For cigarette smokers, you will need to be smoke-free for at least one year before you can qualify for a standard non-smoking rate; two years to qualify for a preferred non-smoking rate. Most non-cigarette tobacco users can qualify for a preferred non-smoking rate after just one year of being tobacco-free.
The More You Weigh, The More You Pay
Being overweight can cost you a pretty penny on your life insurance. Insurance companies use height and weight guidelines to determine what premium class an individual will qualify for. (See chart at bottom of this article.) These guidelines provide a desired weight for males and females based on their height. Each premium class has a certain height and weight maximum to qualify for that given rate. If you are above the maximum, you will be dropped to the next appropriate premium class.

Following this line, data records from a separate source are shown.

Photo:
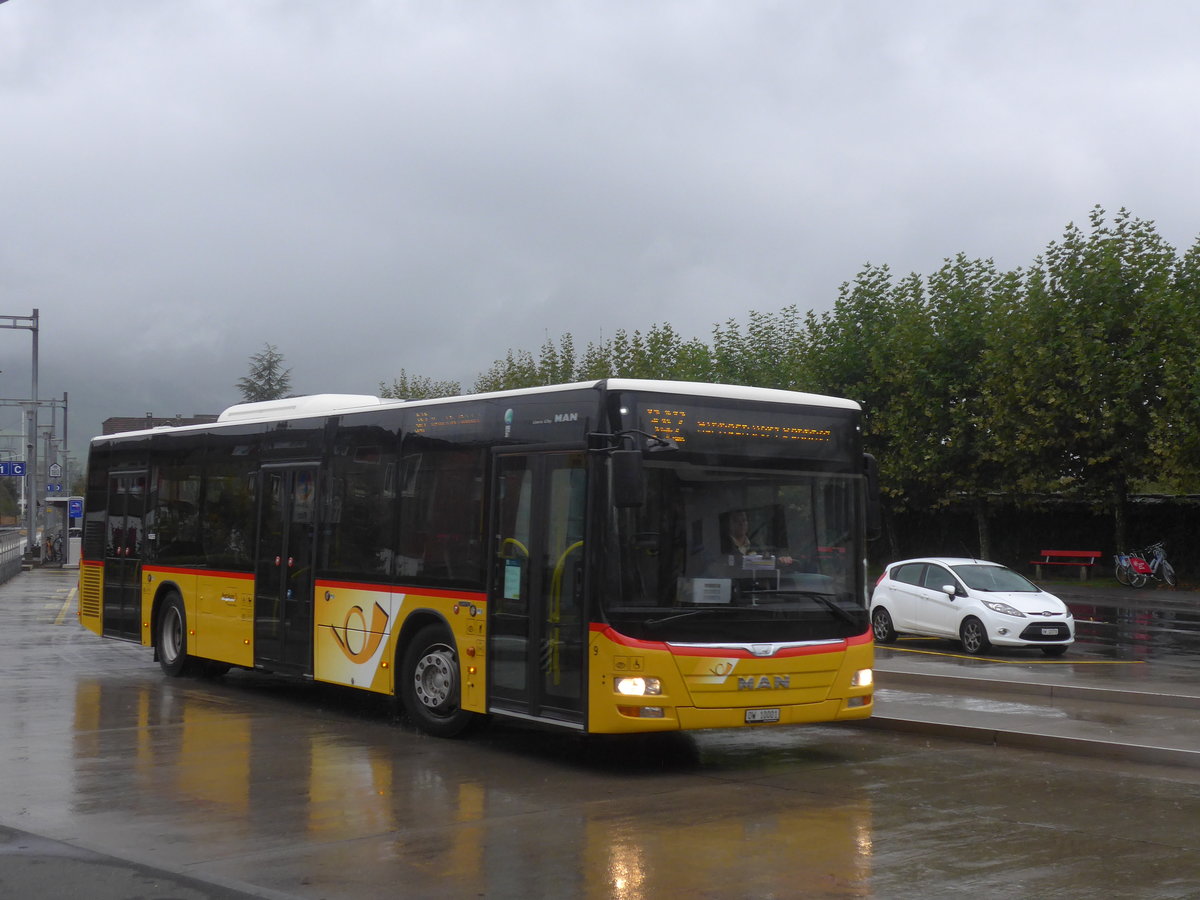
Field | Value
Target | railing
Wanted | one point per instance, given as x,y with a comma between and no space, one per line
12,553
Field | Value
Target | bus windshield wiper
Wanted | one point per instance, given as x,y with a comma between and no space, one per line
689,613
832,605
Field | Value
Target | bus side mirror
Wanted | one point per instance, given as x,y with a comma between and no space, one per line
628,479
874,505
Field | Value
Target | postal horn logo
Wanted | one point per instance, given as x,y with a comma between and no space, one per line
358,641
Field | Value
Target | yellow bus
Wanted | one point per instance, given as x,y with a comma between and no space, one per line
607,557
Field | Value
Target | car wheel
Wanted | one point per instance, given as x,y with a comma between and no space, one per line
881,624
973,636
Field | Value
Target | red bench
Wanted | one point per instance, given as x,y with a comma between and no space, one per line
1084,558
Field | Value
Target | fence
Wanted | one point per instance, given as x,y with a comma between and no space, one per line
1020,531
12,552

Studies from the American Medical Association show that being overweight has a correlation to health problems. Matter of fact, according to a recent study published in the Journal of the American Medical Association, excess weight is linked to 280,000 deaths in the U.S. annually. Insurance companies decided that if individuals are overweight, they will likely have other health issues, such as high cholesterol or blood pressure readings. Even if you are 10 pounds over the insurance company's desired height/weight chart, you will be given a higher rate.
If Your Application is Rated or Declined?
If a medical problem is discovered from your medical background or your insurance medical exam results, you may be offered a rated, or substandard, premium. This would result in a higher premium rate if you choose to accept the life insurance policy. If you disagree with the insurer's analysis of your medical background and the final quote you receive, contact your agent. A good insurance agent should stand up for you and dispute the rating. This could lead to further medical exams or requesting of more records from your doctor but could also provide you with a better rate in the end.
If you decide not to accept the rated life insurance policy, this medical information becomes part of your record in the MIB (Medical Information Bureau), which stores information for seven years.
Finally, if your coverage is declined due to health, call your agent and request the results of your life insurance medical exam to be sent to you. For one, you should take the results to your physician for review and analysis. Secondly, there are insurance companies that specialize in accepting impaired risk policies and they may be able to cover you. Often these insurance companies will take into account the severity of your condition when deciding whether or not to offer you coverage and for what price.